Increasing mergers plus acquisitions of doctor practices are giving health systems more leverage with insurers, he said. Another trend - rising admissions through emergency rooms - leaves more patients, some seriously injured - stranded at out-of-network hospitals that bill at list price.

The argument that sticker prices have no meaning is a "red herring," he said. "If it is meaningless, why do they keep raising them?"

New Jersey contributed just one hospital to the list: Bayonne Medical Center, with the second-highest charge-to-cost ratio in the nation.

"The for-profits are really good at playing the gouging game," said Ge Bai, an assistant professor of accounting at Washington and Lee University and lead author of the new paper in Health Affairs.

The "charges" that the researchers used for their calculations are what hospitals bill. The "costs" are the Medicare allowable costs that health economists consider to be around 90 percent of the true costs of providing care. The ratio is simply a total of the former divided by the latter, both from federal records.

About 88 percent of Americans have health insurance, according to the latest Gallup poll, and insurers pay a fraction of the billed amount.

"The uninsured, they don't pay these rates either," said Gregory Kruse, a doctoral candidate at the Wharton School and special assistant to the CEO of the University of Pennsylvania Health System, which has no hospitals on the top 50 list. Many work out lower payments.

But some of the most vulnerable patients don't realize they have that option. And some hospitals refer cases to bill collectors who aggressively pursue payment, leading consumers to ruined credit and bankruptcy.

A new provision of the Affordable Care Act limits nonprofit hospitals' billing practices, but says nothing about for-profits. A handful of states, including New Jersey, require for-profits to offer discounts.

Casualty and workers' comp insurers often are required by law to let patients choose their providers, so those companies may pay higher percentages of hospital charges, as well.
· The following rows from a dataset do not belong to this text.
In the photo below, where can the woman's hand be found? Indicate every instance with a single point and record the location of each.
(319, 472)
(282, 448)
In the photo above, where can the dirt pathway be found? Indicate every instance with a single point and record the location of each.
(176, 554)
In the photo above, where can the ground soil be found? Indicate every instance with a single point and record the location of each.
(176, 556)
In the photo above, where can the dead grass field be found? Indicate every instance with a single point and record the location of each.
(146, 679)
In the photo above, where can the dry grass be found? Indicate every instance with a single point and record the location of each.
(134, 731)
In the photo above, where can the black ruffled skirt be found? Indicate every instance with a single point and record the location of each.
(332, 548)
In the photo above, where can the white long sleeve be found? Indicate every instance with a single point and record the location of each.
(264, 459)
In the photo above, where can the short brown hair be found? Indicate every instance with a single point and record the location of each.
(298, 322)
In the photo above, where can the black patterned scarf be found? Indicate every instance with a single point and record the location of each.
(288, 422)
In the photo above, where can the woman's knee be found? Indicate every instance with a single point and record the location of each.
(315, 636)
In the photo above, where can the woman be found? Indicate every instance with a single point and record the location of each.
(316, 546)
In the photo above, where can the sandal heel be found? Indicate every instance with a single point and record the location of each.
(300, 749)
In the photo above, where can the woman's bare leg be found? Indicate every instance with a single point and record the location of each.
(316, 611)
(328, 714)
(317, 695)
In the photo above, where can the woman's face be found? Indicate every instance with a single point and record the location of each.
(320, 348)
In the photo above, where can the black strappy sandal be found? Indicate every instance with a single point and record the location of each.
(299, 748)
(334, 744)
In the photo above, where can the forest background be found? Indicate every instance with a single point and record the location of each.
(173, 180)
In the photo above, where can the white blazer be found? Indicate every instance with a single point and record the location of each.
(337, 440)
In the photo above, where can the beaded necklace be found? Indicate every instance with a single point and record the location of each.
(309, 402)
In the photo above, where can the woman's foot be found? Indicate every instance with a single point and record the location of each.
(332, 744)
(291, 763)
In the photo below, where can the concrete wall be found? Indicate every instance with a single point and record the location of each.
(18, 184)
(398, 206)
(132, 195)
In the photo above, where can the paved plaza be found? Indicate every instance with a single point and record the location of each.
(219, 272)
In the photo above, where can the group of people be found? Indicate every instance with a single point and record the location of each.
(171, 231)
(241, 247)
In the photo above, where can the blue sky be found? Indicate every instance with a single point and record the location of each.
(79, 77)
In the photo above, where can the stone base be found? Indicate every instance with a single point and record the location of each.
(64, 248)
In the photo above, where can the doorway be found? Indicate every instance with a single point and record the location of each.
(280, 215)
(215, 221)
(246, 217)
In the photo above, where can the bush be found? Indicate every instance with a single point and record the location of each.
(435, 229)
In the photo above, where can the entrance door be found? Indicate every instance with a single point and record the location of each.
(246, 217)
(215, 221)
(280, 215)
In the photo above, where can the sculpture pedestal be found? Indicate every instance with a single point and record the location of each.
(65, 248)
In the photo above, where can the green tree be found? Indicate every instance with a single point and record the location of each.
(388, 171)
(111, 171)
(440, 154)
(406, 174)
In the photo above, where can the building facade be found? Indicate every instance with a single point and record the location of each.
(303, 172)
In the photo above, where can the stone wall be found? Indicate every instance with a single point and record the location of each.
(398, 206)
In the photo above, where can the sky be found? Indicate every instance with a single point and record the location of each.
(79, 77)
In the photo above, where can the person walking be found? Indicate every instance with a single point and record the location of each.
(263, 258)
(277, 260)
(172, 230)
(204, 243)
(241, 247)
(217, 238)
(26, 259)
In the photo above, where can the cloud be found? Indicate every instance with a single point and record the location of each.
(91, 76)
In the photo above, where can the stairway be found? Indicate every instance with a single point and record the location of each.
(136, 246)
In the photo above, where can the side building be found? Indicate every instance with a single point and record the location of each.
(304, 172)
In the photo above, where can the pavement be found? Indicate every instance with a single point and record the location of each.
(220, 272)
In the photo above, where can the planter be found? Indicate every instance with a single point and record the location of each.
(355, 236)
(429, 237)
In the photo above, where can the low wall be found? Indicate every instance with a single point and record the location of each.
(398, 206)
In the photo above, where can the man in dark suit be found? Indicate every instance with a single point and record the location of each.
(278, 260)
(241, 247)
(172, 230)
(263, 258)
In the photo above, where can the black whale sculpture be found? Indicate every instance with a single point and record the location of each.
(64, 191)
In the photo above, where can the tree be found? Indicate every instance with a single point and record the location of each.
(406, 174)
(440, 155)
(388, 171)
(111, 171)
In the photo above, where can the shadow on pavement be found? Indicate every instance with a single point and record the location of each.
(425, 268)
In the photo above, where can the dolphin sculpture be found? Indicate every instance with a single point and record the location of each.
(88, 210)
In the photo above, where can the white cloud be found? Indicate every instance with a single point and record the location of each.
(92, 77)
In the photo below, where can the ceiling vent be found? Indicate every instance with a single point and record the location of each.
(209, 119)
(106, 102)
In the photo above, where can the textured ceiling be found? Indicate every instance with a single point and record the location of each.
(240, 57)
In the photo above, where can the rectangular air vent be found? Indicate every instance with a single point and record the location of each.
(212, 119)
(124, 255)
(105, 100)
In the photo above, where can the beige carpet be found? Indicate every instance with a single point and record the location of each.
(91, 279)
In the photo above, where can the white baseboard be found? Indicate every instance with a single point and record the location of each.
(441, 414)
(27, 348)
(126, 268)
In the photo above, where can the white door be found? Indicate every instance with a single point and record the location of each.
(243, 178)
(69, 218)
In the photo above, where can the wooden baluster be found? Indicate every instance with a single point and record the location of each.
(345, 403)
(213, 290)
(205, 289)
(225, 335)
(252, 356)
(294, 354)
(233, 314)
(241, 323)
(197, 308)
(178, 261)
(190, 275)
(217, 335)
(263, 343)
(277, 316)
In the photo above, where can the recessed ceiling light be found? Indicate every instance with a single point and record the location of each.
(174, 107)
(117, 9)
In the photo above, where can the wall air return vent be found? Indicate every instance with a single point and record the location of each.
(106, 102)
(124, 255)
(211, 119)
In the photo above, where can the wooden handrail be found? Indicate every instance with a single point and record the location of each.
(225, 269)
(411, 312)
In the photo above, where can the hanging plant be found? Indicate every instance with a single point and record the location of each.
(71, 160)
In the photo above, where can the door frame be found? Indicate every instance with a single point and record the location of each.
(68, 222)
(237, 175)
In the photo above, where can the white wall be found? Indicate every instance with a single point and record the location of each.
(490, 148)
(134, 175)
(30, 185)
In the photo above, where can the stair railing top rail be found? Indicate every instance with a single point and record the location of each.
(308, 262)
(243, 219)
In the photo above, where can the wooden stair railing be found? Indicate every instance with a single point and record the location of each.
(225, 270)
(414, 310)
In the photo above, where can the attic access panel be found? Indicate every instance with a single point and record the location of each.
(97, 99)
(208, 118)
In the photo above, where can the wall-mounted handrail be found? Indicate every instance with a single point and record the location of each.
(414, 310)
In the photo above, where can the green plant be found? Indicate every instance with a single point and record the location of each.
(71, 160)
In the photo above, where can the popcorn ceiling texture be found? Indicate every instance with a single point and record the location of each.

Daniel Polsky, executive director of Penn's Leonard Davis Institute of Health Economics, noted that deductibles on private insurance policies have been growing at the same time that covered networks have been narrowing.

The secret negotiations between insurance companies and hospitals come down to two things: how much a hospital will be paid, and whether it will be in- or out-of-network. Inflated sticker prices can be "one tool" used to win higher payments, Polsky said.

"If it is more profitable to be out of network for a hospital, that gives them more leverage to negotiate to be in the network," he explained. "So they might show these high charges and say: 'Heck, I'm going to do pretty well, so you give me a good rate to be in your network or hey, I'll see you later.' "

Still, Polsky said the impact would be small.

The nonprofit owner of Crozer-Chester said in a statement: "We can say without reservation that what Crozer-Keystone is paid - by Medicare, Medicaid, private insurers, and patients - is in line with the market."

Chestnut Hill Hospital, one of Community Health Systems' 19 Pennsylvania hospitals, also released a statement.

"Hospital charges do not accurately portray what consumers pay for their healthcare. At our hospital, we provide substantial discounts for those who are uninsured and we offer charity care for those who qualify," said CEO John Cacciamani.

"Healthcare costs are complicated, and we know what really matters to patients is what they personally pay out of pocket," the statement said. "Our positive operating margins allow us to reinvest in the services we provide."